Lia Fail (pr. LEEuh FAIL): the Stone of Destiny,
supposedly near the Hill of Tara.
rath (pr. 'rawth'): A hill-fort. Sometimes the term
includes whatever buildings (halls, towers, etc) are built into or on
the rath.
Sidhe (pr."shee'): the Faery People of Ireland.
Sometimes (most inaccurately) confused with elves. Usually considered
to be the Tuatha de Danaan, the original Children of the Goddess
Danu, one of the mother-Goddesses of Ireland; or descendants of those
Children. Some legends identify them with 'weak-minded' fallen
angels, too good to be damned, but too fallible for Heaven.
Considered by wizards to be descendants of those of the Powers that
Be
Who could not bear to leave the place They had, under the
instruction of the One, built. They are deathless except by violence,
and are expert in some forms of wizardry, especially music,
shapechange, illusion, and the manipulation of time; but humans are
usually physically stronger, and their wizardries have much more
effect on the physical world. Often referred to as'the Good Folk'
or'the Good People of the Parish',"the Gentry',"the People
of the Hills," (from which is derived their commonest name in
Gailge, daoine sidhe,*) and other euphemistic idioms meant
to keep from offending them by invoking their real names, or
reminding them of portions of their history they prefer to forget.
Slán (pr."shlawn'): Hello, or goodbye.
Taoiseach (pr. TEEshock): the Prime Minister of Ireland.
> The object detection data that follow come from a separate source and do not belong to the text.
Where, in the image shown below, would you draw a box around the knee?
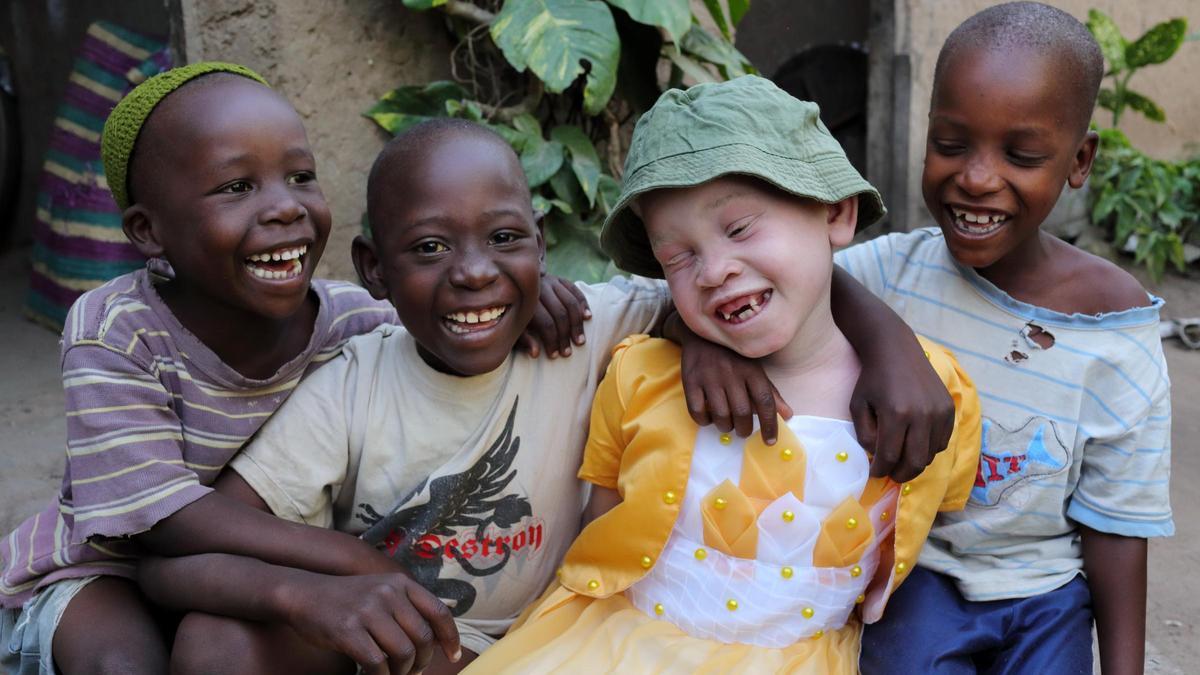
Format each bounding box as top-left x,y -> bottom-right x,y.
170,613 -> 262,675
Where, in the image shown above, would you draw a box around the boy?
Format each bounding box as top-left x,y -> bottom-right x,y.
838,2 -> 1174,673
142,120 -> 964,673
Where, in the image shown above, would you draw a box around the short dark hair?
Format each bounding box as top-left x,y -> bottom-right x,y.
934,2 -> 1104,133
367,118 -> 511,241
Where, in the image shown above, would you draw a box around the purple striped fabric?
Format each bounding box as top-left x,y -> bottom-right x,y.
0,270 -> 396,600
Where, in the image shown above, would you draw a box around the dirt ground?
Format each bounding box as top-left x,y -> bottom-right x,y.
0,242 -> 1200,675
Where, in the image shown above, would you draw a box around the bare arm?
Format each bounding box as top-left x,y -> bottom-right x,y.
1079,525 -> 1146,675
830,265 -> 954,483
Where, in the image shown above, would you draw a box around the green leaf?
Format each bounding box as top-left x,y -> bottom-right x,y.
550,125 -> 600,207
1126,89 -> 1166,121
1087,10 -> 1126,71
1126,19 -> 1188,68
608,0 -> 691,42
362,80 -> 467,136
730,0 -> 750,25
491,0 -> 620,115
662,47 -> 716,84
404,0 -> 446,12
679,25 -> 756,79
704,0 -> 733,40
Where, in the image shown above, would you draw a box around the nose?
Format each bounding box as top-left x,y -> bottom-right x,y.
450,250 -> 499,291
696,248 -> 742,288
954,153 -> 1003,197
259,185 -> 308,225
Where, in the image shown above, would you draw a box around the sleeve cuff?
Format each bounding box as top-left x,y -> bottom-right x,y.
1067,495 -> 1175,539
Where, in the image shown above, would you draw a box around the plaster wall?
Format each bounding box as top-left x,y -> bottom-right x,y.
893,0 -> 1200,229
180,0 -> 451,279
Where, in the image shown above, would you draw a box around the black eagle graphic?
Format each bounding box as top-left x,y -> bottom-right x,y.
356,398 -> 533,616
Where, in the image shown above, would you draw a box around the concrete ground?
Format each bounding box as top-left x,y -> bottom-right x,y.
0,242 -> 1200,675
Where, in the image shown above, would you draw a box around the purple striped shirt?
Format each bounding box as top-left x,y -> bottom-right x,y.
0,270 -> 396,608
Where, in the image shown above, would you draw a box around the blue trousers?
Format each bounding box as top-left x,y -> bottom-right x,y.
859,567 -> 1092,675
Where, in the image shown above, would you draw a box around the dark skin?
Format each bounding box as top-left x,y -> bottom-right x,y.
922,48 -> 1150,674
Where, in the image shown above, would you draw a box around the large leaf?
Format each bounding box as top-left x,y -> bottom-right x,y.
679,25 -> 756,79
492,0 -> 620,115
1126,89 -> 1166,121
608,0 -> 691,42
1087,10 -> 1126,71
1126,19 -> 1188,68
404,0 -> 446,12
550,125 -> 600,207
362,80 -> 467,136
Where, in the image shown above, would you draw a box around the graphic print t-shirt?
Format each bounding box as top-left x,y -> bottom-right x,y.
232,279 -> 670,652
Leader of the political party presently in power, has legislative and
political powers somewhat like those of the President of the US or
the Prime Minister of the UK. By contrast, the Presidency of Ireland
is largely a ceremonial position and is considered to be 'above
polities'.
Tir na nOg (pr. TEER naNOHG): the Land of Youth (or of
the Ever-Young), the alternate universe or other-Ireland inhabited by
the Sidhe. Time runs at a different rate in this universe, or rather
entropy does: experience continues unabated while bodily aging
proceeds at an infinitesimal fraction of its usual speed, if at all.
Humans who venture there frequently experience untoward side effects
on attempting to return to universes with different time/entropy
rates. See the legend of Oisin for an example.